312P - ClinMatch: A clinical trial matching platform that improves trial accessibility among NSCLC patients through comprehensive genomic and clinical profiling

Background

Comprehensive genomic profiling (CGP) has become the cornerstone of personalised oncology treatment. Therapeutic approaches based distinctively to patients’ demographics, prior treatment and genomic profiles are now being investigated in clinical trials. Access to suitable trials have also shown to improve outcome. Current trial subject recruitment process is hampered by manual examination of eligibility criteria. An automated decision support system coupled with CGP may help increase clinical trials recruitment and reduce screen failure rates.

Methods

We developed the ClinMatch system that comprises three cores: (1) A natural language processing algorithm that curates trial descriptions and patient records (2) A cloud analytics platform that processes CGP data (3) a recommendation system that prioritise trials using hybrid exact and fuzzy search of matching eligibility criteria. As a pilot study, patients with non-small cell lung cancer (NSCLC) were recruited from 3 large-volume cancer centres. DNA/RNA CGP were performed using the 523-gene TSO500 panel. ClinMatch recommendations are reviewed in monthly multidisciplinary board meetings.

Results

We curated 72,661 active trials from clinicaltrials.gov and Hong Kong local registries. Among the 193 NSCLC patients recruited between 06/21 and 07/22, 59.7% of patients have at least one clinically actionable alteration. Frequently mutated genes include TP53 (36.0%), EGFR (21.1%) and MET (12.8%). ALK/ROS1/RET fusions were found in 4.7% of patients, while 4.6% of patients have rare fusions such as ETV1, NRG1 and VMP1. KEAP1 mutations were relatively frequent (12.8%), yet contrary to previous report, they are not correlated with tumor mutational burden. Personalised trial suggestions were available for 26.4% of patients.

Conclusions

ClinMatch has shown to be an efficient method to replace labour-intensive clinical trial eligibility criteria matching. Moreover, the platform provides continual updates of trials availability, allowing for retrospective identification of potential subjects who may not have had a suitable trial. This has potential to improve clinical trial accessibility and treatment outcome for patients.
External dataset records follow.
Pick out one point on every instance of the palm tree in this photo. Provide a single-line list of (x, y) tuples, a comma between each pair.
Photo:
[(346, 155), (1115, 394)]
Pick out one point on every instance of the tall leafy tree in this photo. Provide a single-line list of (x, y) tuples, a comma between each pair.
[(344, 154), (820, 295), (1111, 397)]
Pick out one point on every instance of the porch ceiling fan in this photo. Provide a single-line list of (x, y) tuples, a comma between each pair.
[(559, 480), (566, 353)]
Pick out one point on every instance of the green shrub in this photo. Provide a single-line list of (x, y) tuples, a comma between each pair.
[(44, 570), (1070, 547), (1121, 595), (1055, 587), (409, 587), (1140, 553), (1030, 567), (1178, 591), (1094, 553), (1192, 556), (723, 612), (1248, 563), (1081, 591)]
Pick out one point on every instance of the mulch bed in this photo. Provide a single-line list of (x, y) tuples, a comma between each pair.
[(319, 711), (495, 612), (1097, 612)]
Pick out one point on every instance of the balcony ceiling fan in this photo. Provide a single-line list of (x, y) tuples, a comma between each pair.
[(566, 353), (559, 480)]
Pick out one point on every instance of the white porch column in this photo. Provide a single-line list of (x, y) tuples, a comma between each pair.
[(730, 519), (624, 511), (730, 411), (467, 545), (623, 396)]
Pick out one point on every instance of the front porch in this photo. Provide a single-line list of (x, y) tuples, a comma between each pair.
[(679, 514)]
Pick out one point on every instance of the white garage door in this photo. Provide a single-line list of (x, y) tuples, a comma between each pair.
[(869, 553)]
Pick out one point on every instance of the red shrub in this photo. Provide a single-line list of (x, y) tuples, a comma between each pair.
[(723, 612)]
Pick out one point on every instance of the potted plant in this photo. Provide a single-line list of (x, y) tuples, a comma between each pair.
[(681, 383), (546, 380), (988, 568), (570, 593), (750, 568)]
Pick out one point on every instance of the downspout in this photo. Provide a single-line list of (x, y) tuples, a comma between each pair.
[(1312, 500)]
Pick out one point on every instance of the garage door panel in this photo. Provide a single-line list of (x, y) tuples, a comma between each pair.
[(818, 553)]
Clinical trial identification

Editorial acknowledgement

Legal entity responsible for the study

Codex Genetics Limited.

Funding

Enterprise Support Scheme (S/E004/20), Innovation and Technology Commission, HKSAR; Novartis Pharmaceuticals Corporation; Codex Genetics Limited.

Disclosure

A.C.S. Yu, A.K. Yim, N. Jin, T.C.M. Kan, H.C. Lee: Financial Interests, Institutional, Full or part-time Employment: Codex Genetics Limited. A. Chang, V. Prêtre, A.K.L. Kai: Financial Interests, Institutional, Full or part-time Employment: Novartis Pharmaceuticals Corporation. T.F. Chan: Financial Interests, Institutional, Advisory Role: Codex Genetics Limited. H.H.F. Loong: Financial Interests, Institutional, Invited Speaker: Boehringer Ingelheim, MSD; Financial Interests, Personal, Invited Speaker: Eli-Lilly, Illumina, Bayer, Guardant Health; Financial Interests, Personal, Advisory Board: Novartis, Takeda. All other authors have declared no conflicts of interest.